Nadine Lavan, winner of the British Psychological Society’s Award for Outstanding Contributions through Doctoral Research, on voice perception.

15 October 2019

Being able to recognise anyone by their voice is in fact an impressive feat that is anything but trivial to achieve. One of the key features of human voices is that they are highly flexible and incredibly variable. How we use our voice and what it sounds like can change dramatically from situation to situation: think for example about how different a voice of a person may sound when they are speaking, singing, laughing, or shouting. How does this substantial within-person variability affect our ability to extract information about identity from voices?

Why and how does our voice change?
When we speak, we are usually trying to convey information to others. How we convey this information will involve changes to our tone of voice, depending on who we are talking to and what environment we are in, alongside variations in our choice of words. Some of these changes in the sound of the voice are under our full volitional control, others are not.

We can adapt our speaking style to suit a situation and might choose to sound very different when we are, for example, giving a public presentation compared to when we are talking to a good friend over dinner. When giving a speech, we may speak more loudly, at a slower rate and pronounce words more clearly. If we are in an environment that is noisy, we may have to shout to still be able to talk to other people. Shouting raises the pitch of the voice and introduces acoustic qualities that sound harsh or rough, alongside the obvious changes in loudness. We will also press more air out of our lungs when shouting, so our sentences may become shorter and more telegraphic. If we speak to a small child we will adopt a different way of speaking compared to speaking to an adult. In child-directed speech, we may over-articulate aspects of our speech. We also use more variable pitch to clearly emphasise certain aspects of our speech and to convey emotions. In other scenarios we may be amused and laugh helplessly: here, we produce a very high-pitched vocalisation and may be completely unable to continue to speak.

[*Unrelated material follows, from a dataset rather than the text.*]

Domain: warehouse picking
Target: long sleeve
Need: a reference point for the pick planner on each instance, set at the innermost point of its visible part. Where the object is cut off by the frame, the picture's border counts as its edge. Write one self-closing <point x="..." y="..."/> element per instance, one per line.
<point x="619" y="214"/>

At its most extreme, voice change can be illustrated through voice artistry: impersonators and impressionists can convincingly sound like another person. Voice-over artists often traverse age and gender boundaries in their performances: the cartoon character Bart Simpson, a 10-year old boy, has been voiced for decades by Nancy Cartwright, a female voice artist born in 1957. Such voice artistry and voice disguise are of course extreme cases in how voices can be changed and varied. Nonetheless, it is easy to imagine that the substantial variability in voices might present challenges for accurate identity perception.

Recognising other people from variable voices
During the first half of my PhD studies, I was researching how people how perceive laughter. While running these studies, which involved playing lots of laughter clips recorded from different people to my participants, I was struck by how little insight participants had into how many different people’s voices they had heard over the course of an experiment.

After a quick literature search to see if anyone had reported anything similar, I realised that the voice identity perception literature had almost exclusively used very uniform, tightly controlled recordings of speech – vowels, words, sentences and stories – to represent voice identities. While these stimuli were perfectly suited for the purposes of the original studies, they could not tell me why people were unable to make sense of identity when listening to laughter in my experiments.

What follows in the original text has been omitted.